Statistical analysis of beta and alpha diversity were performed in R (version 3.3.0), using the “phyloseq” package45. Alpha diversity measures were calculated using the “estimate_richness” function for OTU richness and Shannon’s Diversity, and Faith’s phylogenetic distance was calculated using the “pd” function of the “picante” R package46. One-way ANOVA was used to calculate if dose significantly altered alpha diversity. The Kruskal-Wallis test was used to test for significant changes to alpha diversity, and the Holm method was used to correct for multiple comparisons. Principal Coordinate Analyses were performed using the “ordinate” function. The PERMANOVA and homogeneity of variance tests were run with the “adonis” and “betadisper” functions, respectively, from the “vegan” package47. Pairwise PERMANOVA tests were conducted between post-exposure treated samples and either pre-exposure samples, or post-exposure control samples to test significance of treatment effect. Significant dose effects were calculated using the adonis function, specifying the treatment levels (control, low, mid, and high) as Helmert contrasts. The PERMANOVA test is a non-parametric, multivariate analysis of variance method that can be applied to a distance matrix. This test assumes equality of variance between the groups being tested, so a multivariate homogeneity of variance test, using the “betadisper” function in the vegan R package was performed for each PERMANOVA test, using the same data and comparisons. For each PERMANOVA test, the PERMANOVA p-value and the effect size (proportion of variance explained by the grouping variable), and the betadisper variance test p-value are reported in Table 1. Differential abundance analysis was conducted using the DESeq. 2 package in R, in conjunction with the phyloseq package48,49. The Wald test was used to test for a significant association between taxa abundance and exposure status within each cohort.

Biological Inferences

Estimations of gene and biological pathway effects were performed using PICRUSt26. Only OTUs matching the Greengenes database (not those identified by de novo clustering) were used as input for PICRUSt, following the guidance of the authors. The nearest sequenced taxon index (NSTI) was calculated for each day 5 (post-treatment) sample, as a measure of how well microbes in the sample are represented by the sequenced genomes used to make gene content inferences. OTU abundances were normalized based on 16S copy number, and samples were rarefied to the depth of the sample with the fewest reads (2987) using in QIIME. Gene abundances were calculated using, the main PICRUSt script. KEGG pathway abundances were calculated based on gene abundances using the script, a PICRUSt utility script. Genes and gene pathways contributing to the difference between groups were identified using the Linear Discriminant Analysis of Effect Size (LEfSe) program and default settings29.

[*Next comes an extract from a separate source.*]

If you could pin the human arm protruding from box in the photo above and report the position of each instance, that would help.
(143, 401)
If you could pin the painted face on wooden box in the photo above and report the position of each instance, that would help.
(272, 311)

Availability of data and materials

The dataset generated and analyzed during this study is submitted to the European Nucleotide Archive, and will be made available on publication.


Opinions, interpretations, conclusions, and recommendations are those of the author and are not necessarily endorsed by the U.S. Army. Citations of commercial organizations or trade names in this report do not constitute an official Department of the Army endorsement or approval of the products or services of these organizations.